Ma lei, quella creatura, era tutta un'altra storia. Non l'aveva affatto calcolata, ritenendola superflua, ed aveva peccato d'ingenuità. Dopotutto, sapeva quanto fosse preparata, perché era stato lui stesso a farle affrontare quelle prove che Rasputin aveva scelto per lei poco prima del trapasso.

«Maledizione» borbottò. Fece scattare una mano, la schiacciò con forza contro il suolo e sentì lo stesso vibrare sotto il primo e poi il secondo colpo. Animato da una furia cieca, provò l'impulso di richiamare orde di spiriti da gettarle addosso in un tormento infernale; tuttavia si trattenne e serrò le labbra, zittendosi subito. Era certo che, se solo si fosse azzardato a prendere una simile iniziativa, sarebbe stato ammonito e punito in un modo tale da non provare neppure il brivido del piacere masochistico che spesso gli agitava le membra.

Poi si riscosse. Udì il rumore fastidioso dei cardini dell'ingresso e scattò a sedere sulle ginocchia. La schiena ritta, le guance rigate di vergogna. Si morse le labbra e rimase in silenzio, attendendo di essere raggiunto, mentre i passi si facevano vicini.
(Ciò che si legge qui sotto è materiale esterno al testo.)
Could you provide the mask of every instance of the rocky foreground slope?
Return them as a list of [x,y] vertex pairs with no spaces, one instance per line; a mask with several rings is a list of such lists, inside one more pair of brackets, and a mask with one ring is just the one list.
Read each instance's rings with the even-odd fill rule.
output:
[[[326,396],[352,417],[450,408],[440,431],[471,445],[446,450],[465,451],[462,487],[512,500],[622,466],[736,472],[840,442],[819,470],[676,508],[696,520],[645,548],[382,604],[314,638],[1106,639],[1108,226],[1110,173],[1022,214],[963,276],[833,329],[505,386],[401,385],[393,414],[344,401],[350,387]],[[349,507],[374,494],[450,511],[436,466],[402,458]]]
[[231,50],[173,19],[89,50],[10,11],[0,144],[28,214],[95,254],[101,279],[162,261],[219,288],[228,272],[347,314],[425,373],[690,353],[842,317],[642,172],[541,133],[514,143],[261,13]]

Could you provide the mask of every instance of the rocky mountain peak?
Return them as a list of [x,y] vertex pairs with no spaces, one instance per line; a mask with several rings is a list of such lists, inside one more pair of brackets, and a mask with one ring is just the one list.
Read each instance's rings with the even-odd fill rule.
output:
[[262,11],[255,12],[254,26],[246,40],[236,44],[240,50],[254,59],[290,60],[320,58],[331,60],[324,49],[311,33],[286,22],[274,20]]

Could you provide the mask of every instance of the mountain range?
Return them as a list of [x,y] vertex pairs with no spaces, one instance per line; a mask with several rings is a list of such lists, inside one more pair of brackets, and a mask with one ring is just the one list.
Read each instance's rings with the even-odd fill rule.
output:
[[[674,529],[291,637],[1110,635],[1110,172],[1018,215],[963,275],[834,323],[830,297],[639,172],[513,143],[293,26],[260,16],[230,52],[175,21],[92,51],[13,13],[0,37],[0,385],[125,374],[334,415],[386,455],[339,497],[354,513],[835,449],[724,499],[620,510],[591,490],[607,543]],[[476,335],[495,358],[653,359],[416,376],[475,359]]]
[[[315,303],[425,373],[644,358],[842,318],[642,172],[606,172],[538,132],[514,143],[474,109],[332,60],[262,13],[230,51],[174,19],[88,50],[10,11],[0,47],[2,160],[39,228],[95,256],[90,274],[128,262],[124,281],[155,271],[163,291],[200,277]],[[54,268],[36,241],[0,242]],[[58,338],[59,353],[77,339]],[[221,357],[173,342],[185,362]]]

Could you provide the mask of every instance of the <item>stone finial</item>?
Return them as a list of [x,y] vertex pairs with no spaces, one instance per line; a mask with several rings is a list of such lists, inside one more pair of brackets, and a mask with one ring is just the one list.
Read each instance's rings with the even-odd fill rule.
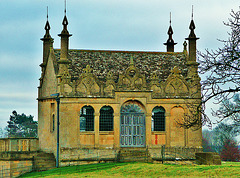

«Puoi interromper, Gabi» mormorò Rasputin, comparendo sulla soglia dello studio. Osservò le sue spalle immobili e non aggiunse altro, spostando lo sguardo a destra e a sinistra per scrutare l'ambiente. Le narici strette, piene dell'odore di salvia e incenso bruciato, corrugò appena le sopracciglia quando si accorse del cerchio interrotto con una linea retta.

Lui deglutì a vuoto, continuò a respirare con affanno e strinse le mani in due pugni chiusi sulle cosce. La testa bassa, l'orgoglio in pezzi, balbettò solo un: «Mi dispiace, Maestro, ma la Silfide che ho inviato non è più lì». Il silenzio che conseguì quella confessione parve distruggerlo, offenderlo, ancor più elle parole che subito dopo tuonarono nella stanza:

«Sei inutile, come sempre. Non ti smentisci mai, piccolo pezzo di sterco».

Gabi mugolò, serrò i denti e trattenne un singulto umiliato. Per la prima volta si sentì ferito dall'esplosione di nervi di Rasputin e vacillò, non osò rispondere, fece stridere le unghie sul calzoni scuri.

«Avevi solo un compito da portare a termine, eppure non sei riuscito a farlo. Dovevo ordinartelo, forse? Marchiarti ancora una volta? Oppure è questo il problema, Gabi? Desideravi una punizione, delle parole che fossero in grado di squassarti quell'anima nera di cui sei composto?» sputò, muovendo qualche passo nella stanza. Gli rigò attorno, fissandolo dall'alto e squadrandolo rabbioso. «Non ho intenzione di farlo, non ora e non per il tuo sudicio piacere personale» disse. «Mi disgusti troppo.»